Keywords: Chain of Thought, Scaling Curve, Out-of-Distribution Generalization, Sample Efficiency
TL;DR: CoT supervision enables transformers to generalize under distribution shifts, outperforming QA training with higher OOD accuracy, finer granularity, and up to 80% fewer examples, by enforcing valid reasoning structures amplified by recap conditions
Abstract: Generalization to novel compound tasks under distribution shift is important for deploying transformer-based language models (LMs). This work investigates Chain-of-Thought (CoT) reasoning as a means to enhance OOD generalization.
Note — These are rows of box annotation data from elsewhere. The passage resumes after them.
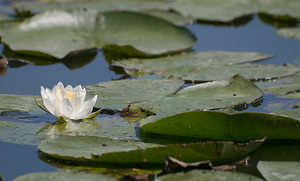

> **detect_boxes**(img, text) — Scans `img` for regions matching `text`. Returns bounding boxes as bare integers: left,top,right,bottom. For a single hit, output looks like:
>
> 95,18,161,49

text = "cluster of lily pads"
0,0,300,180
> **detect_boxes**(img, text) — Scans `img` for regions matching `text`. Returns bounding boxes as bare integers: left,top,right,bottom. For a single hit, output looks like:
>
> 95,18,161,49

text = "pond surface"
0,8,300,180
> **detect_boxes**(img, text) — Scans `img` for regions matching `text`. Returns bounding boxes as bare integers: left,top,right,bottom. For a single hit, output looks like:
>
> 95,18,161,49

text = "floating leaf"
277,27,300,39
86,79,184,109
14,171,117,181
257,161,300,181
3,10,196,58
0,94,41,112
86,75,263,113
38,136,262,167
172,0,256,22
140,111,300,141
139,75,263,113
112,51,300,80
0,118,44,145
172,0,300,23
264,72,300,98
156,170,263,181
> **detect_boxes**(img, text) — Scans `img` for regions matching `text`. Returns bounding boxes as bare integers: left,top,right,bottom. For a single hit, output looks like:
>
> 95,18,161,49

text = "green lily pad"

Through controlled experiments across several compound tasks, we reveal three key insights: (1) While QA-trained models achieve near-perfect in-distribution accuracy, their OOD performance degrades catastrophically, even with 10000k+ training examples; (2) the granularity of CoT data strongly correlates with generalization performance; finer-grained CoT data leads to better generalization; (3) CoT exhibits remarkable sample efficiency, matching QA performance with much less (even 80%) data. Theoretically, we demonstrate that CoT forces internalization of valid dependency structures, and thus can achieve better generalization. Further, we show that transformer positional embeddings can amplify generalization by emphasizing subtask condition recurrence in long CoT sequences. Our combined theoretical and empirical analysis provides compelling evidence for CoT reasoning as a crucial training paradigm for enabling LM generalization on multi-step reasoning tasks under structural distributional shifts.